The World Health Organization announced the Global Strategy for Health for all by the Year 2000 in 1978, with the goal of ensuring that every person on the planet had access to adequate healthcare. Unfortunately, this strategy's current state is still far from the original global goal. Various sorts of high-standard healthcare facilities should be planned and constructed to attain this goal, particularly in developing nations. A healthcare facility is notorious for its complexity and inconsistency. Given the diverse viewpoints of patients, medical staff, and management, architects face significant challenges in designing healthcare facilities that fulfil such diverse needs. Furthermore, these requirements and issues evolve throughout time. As a result, collaboration between academics, designers, and healthcare facility management is required. Practical difficulties cannot be handled solely by study, but the findings should be properly implemented to healthcare projects. We invited some senior experts from various backgrounds to contribute a series of papers on topics such as the relationships between physical setting and operation model, as well as between physical environment and behaviour, the application of evidence-based design (EBD), and the use of digital tools in healthcare facility design, in order to promote academic exchanges. A case study of Evergreen Retirement Community in Oshkosh details the conception and implementation process of the neighbourhood model for skilled nursing institutions during the past 46 years [1].

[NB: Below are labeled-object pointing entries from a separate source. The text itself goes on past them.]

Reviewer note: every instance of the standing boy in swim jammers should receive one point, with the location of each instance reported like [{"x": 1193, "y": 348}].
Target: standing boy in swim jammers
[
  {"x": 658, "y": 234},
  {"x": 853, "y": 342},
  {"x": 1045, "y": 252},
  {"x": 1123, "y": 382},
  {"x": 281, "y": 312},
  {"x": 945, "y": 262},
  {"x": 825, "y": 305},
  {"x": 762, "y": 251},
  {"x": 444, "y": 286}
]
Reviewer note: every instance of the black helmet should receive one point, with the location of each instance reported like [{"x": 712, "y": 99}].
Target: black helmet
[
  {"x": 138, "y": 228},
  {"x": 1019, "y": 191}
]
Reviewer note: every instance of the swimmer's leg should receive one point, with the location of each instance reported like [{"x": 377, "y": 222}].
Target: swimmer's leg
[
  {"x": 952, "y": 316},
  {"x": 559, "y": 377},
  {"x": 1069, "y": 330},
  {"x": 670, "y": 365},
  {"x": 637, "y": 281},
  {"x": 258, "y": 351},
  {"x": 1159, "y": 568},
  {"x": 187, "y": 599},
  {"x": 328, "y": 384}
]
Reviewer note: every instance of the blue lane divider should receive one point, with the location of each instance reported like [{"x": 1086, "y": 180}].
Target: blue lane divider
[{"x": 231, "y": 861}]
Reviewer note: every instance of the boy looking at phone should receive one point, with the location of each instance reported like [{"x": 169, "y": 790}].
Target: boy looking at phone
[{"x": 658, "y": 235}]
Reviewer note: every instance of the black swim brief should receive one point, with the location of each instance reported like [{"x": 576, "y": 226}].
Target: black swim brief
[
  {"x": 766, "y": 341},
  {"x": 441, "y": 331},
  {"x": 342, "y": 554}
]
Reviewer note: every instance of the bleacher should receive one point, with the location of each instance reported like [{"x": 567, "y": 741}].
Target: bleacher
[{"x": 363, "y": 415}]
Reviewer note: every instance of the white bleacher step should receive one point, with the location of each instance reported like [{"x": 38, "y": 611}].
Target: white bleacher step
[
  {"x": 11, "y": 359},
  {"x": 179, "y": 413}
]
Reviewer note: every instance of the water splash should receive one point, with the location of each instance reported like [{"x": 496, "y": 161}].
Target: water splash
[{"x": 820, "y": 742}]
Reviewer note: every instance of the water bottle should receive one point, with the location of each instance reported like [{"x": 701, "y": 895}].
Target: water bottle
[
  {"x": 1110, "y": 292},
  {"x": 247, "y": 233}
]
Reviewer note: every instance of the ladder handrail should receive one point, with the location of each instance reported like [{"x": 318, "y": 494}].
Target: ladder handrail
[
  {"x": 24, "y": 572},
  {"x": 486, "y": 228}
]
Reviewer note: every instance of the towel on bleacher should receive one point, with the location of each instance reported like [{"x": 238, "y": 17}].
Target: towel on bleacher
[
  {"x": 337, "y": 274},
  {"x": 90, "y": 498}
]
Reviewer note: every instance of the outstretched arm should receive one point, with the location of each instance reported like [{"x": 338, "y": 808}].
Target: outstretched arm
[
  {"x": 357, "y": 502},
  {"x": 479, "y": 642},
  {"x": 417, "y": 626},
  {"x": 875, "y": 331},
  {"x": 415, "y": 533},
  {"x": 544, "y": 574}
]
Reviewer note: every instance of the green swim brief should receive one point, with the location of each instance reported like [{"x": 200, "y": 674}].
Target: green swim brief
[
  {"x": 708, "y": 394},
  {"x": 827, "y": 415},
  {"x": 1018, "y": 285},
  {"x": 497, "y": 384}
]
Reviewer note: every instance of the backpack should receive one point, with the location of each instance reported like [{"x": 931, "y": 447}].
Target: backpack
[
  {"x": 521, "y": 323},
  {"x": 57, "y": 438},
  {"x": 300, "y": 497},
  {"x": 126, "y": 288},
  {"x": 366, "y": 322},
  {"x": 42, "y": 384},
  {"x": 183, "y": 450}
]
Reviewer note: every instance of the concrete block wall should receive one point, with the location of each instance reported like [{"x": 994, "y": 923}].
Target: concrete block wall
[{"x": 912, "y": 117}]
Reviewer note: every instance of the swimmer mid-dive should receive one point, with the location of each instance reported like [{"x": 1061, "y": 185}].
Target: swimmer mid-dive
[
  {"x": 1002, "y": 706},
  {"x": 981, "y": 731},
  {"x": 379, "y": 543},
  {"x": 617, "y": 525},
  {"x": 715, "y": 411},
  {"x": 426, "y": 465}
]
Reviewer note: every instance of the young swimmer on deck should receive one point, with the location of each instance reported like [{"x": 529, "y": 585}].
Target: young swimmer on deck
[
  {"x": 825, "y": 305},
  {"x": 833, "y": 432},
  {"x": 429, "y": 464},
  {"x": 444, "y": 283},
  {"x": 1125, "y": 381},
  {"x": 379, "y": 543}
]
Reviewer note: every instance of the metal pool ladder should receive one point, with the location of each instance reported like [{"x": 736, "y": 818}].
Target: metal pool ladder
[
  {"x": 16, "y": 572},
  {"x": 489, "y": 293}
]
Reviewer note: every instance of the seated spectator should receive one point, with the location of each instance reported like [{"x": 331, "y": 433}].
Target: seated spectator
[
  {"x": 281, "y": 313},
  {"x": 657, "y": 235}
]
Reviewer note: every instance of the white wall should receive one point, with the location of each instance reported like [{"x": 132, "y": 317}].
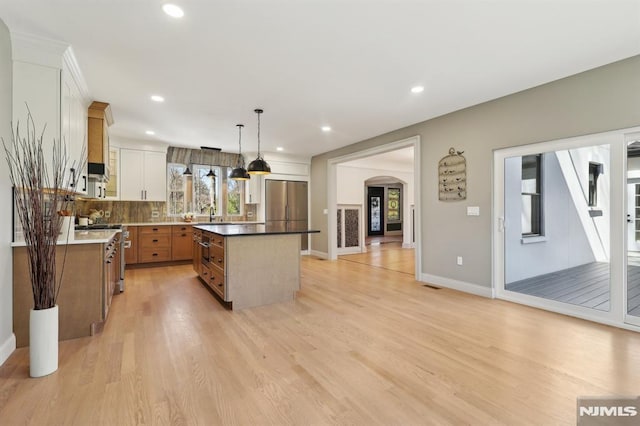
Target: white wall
[
  {"x": 7, "y": 339},
  {"x": 565, "y": 243}
]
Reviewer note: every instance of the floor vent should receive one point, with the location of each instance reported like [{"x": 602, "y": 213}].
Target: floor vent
[{"x": 431, "y": 286}]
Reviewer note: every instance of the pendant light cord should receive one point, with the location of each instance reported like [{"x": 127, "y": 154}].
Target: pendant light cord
[{"x": 259, "y": 156}]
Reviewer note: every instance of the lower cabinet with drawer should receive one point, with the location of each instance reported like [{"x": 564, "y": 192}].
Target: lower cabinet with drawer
[
  {"x": 181, "y": 242},
  {"x": 160, "y": 243},
  {"x": 154, "y": 243}
]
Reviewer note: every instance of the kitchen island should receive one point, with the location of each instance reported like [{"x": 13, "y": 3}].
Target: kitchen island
[{"x": 249, "y": 265}]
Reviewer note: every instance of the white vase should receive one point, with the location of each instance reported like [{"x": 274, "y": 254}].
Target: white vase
[{"x": 43, "y": 341}]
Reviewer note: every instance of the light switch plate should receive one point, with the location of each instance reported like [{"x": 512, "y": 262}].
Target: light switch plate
[{"x": 473, "y": 211}]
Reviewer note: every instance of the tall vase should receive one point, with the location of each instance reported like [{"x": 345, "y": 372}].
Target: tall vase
[{"x": 43, "y": 341}]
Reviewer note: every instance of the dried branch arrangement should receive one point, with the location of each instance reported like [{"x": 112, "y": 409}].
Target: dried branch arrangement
[{"x": 41, "y": 195}]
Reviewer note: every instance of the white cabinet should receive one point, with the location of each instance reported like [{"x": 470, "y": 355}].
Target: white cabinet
[
  {"x": 37, "y": 88},
  {"x": 44, "y": 82},
  {"x": 74, "y": 130},
  {"x": 143, "y": 175},
  {"x": 253, "y": 188}
]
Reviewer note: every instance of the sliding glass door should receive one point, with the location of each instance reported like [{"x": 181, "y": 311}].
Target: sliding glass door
[
  {"x": 567, "y": 226},
  {"x": 632, "y": 306}
]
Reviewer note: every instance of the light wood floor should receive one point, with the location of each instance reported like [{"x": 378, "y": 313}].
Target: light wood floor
[
  {"x": 389, "y": 256},
  {"x": 360, "y": 345}
]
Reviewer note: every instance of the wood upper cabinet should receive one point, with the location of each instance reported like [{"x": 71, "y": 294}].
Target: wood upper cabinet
[
  {"x": 143, "y": 175},
  {"x": 99, "y": 120},
  {"x": 181, "y": 242},
  {"x": 131, "y": 248}
]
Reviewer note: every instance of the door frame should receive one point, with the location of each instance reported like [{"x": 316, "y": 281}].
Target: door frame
[
  {"x": 617, "y": 316},
  {"x": 332, "y": 182}
]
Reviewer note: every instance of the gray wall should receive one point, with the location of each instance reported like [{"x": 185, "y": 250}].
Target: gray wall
[
  {"x": 602, "y": 99},
  {"x": 7, "y": 341}
]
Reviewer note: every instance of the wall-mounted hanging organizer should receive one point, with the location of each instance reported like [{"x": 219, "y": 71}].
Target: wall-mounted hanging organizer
[{"x": 452, "y": 177}]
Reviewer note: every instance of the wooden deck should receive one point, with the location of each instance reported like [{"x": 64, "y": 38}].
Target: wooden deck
[{"x": 585, "y": 285}]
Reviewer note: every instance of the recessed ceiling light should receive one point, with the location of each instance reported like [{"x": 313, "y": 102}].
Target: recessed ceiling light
[{"x": 173, "y": 10}]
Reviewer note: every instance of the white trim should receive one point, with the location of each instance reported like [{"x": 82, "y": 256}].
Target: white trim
[
  {"x": 71, "y": 65},
  {"x": 320, "y": 254},
  {"x": 463, "y": 286},
  {"x": 37, "y": 50},
  {"x": 7, "y": 348},
  {"x": 413, "y": 141}
]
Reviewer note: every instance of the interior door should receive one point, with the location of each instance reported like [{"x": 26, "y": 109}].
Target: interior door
[{"x": 375, "y": 210}]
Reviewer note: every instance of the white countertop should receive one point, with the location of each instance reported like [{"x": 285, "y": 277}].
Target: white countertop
[
  {"x": 193, "y": 223},
  {"x": 93, "y": 236}
]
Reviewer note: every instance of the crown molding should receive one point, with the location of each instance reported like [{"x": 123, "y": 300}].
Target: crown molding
[
  {"x": 37, "y": 50},
  {"x": 71, "y": 65}
]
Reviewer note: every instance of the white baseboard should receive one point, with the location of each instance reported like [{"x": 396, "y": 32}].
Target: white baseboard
[
  {"x": 458, "y": 285},
  {"x": 320, "y": 254},
  {"x": 7, "y": 348}
]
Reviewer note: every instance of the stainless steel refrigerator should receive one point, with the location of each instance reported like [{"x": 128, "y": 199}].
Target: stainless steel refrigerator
[{"x": 286, "y": 207}]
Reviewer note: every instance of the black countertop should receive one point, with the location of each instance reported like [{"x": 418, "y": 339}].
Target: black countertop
[{"x": 254, "y": 229}]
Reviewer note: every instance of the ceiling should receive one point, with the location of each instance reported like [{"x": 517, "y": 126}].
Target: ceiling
[
  {"x": 400, "y": 160},
  {"x": 348, "y": 64}
]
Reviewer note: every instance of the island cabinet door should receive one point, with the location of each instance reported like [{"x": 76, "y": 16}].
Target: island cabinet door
[
  {"x": 131, "y": 246},
  {"x": 155, "y": 244},
  {"x": 181, "y": 242}
]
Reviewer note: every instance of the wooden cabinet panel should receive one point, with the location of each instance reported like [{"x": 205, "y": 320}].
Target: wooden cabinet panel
[
  {"x": 197, "y": 251},
  {"x": 157, "y": 254},
  {"x": 181, "y": 244},
  {"x": 154, "y": 243},
  {"x": 154, "y": 240},
  {"x": 216, "y": 257},
  {"x": 159, "y": 229},
  {"x": 216, "y": 281},
  {"x": 131, "y": 251}
]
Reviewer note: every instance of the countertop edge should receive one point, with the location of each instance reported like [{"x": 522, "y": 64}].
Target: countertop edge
[{"x": 82, "y": 237}]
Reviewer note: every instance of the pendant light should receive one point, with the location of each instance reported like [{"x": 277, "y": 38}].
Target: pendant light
[
  {"x": 258, "y": 166},
  {"x": 240, "y": 173}
]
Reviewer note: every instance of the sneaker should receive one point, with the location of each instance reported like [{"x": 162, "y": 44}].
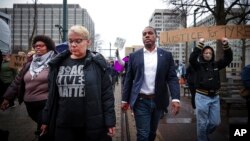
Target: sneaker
[{"x": 12, "y": 106}]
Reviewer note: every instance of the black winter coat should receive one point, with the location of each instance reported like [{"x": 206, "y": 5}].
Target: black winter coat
[
  {"x": 207, "y": 72},
  {"x": 100, "y": 113}
]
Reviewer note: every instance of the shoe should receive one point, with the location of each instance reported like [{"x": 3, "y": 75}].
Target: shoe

The goal of this concept is to establish a modest residential living setting that provides people with the things they associate with "home." The argument was also examined in length because the c, organisation, staff, and operations of skilled nursing institutions adopting the neighbourhood model differ greatly from those of hospital-like nursing homes. The current document can be used as a guide when designing and building new long-term care facilities. EBD has sparked interest in the design of healthcare facilities. Based on the analysis results of the entrants to a recent US completion suggested a two-stage healthcare facility concept. Environmental and behavioural studies have always piqued people's curiosity in healthcare design. Investigating the connections between surrounding outdoor spaces. the elderly's physical activities and the environment Physical activity levels that are higher are determined to be beneficial. Transitional regions, connecting walkways, walkability, and less paving are all related to environmental aspects. This panel's authors and reviewers deserve our gratitude. Furthermore, increased contributions to research on healthcare facilities are expected, particularly from scholars from underdeveloped nations [2].

As a result, we greatly anticipate the journal Frontiers of Architectural Research being an academic platform for discussion and collaboration in the field of healthcare facility research and design. a case study in which the Emergency Department was designed using both discrete event simulation (DES) and space syntax analysis (SSA) (ED). This case study highlights how digital tools like DES and SSA may help designers create high-performing healthcare facilities. Despite existing research on HIS post-implementation issues, much more needs to be learned about how IS interacts with multiple, interconnected, diverse, and mutually dependent contextual elements, and how these interactions may cause post-implementation issues [3]. As a result, our research employs AT, namely the concept of contradictions within activity systems, which has yet to be completely investigated. AT considers collective activities aimed at achieving desired results to be carried out in systems containing a variety of complexly interacting and often contradicting aspects . These are known as activity systems. AT goes on to say that the functionality of an activity system, and hence its ability to produce desired outcomes, is reliant on the interactions of several parts, of which the IS is only one [4,5].

Acknowledgement

We thank the anonymous reviewers for their constructive criticisms of the manuscript. The support from ROMA (Research Optimization and recovery in the Manufacturing industry), of the Research Council of Norway is highly appreciated by the authors.

Conflict of Interest

The Author declares there is no conflict of interest associated with this manuscript.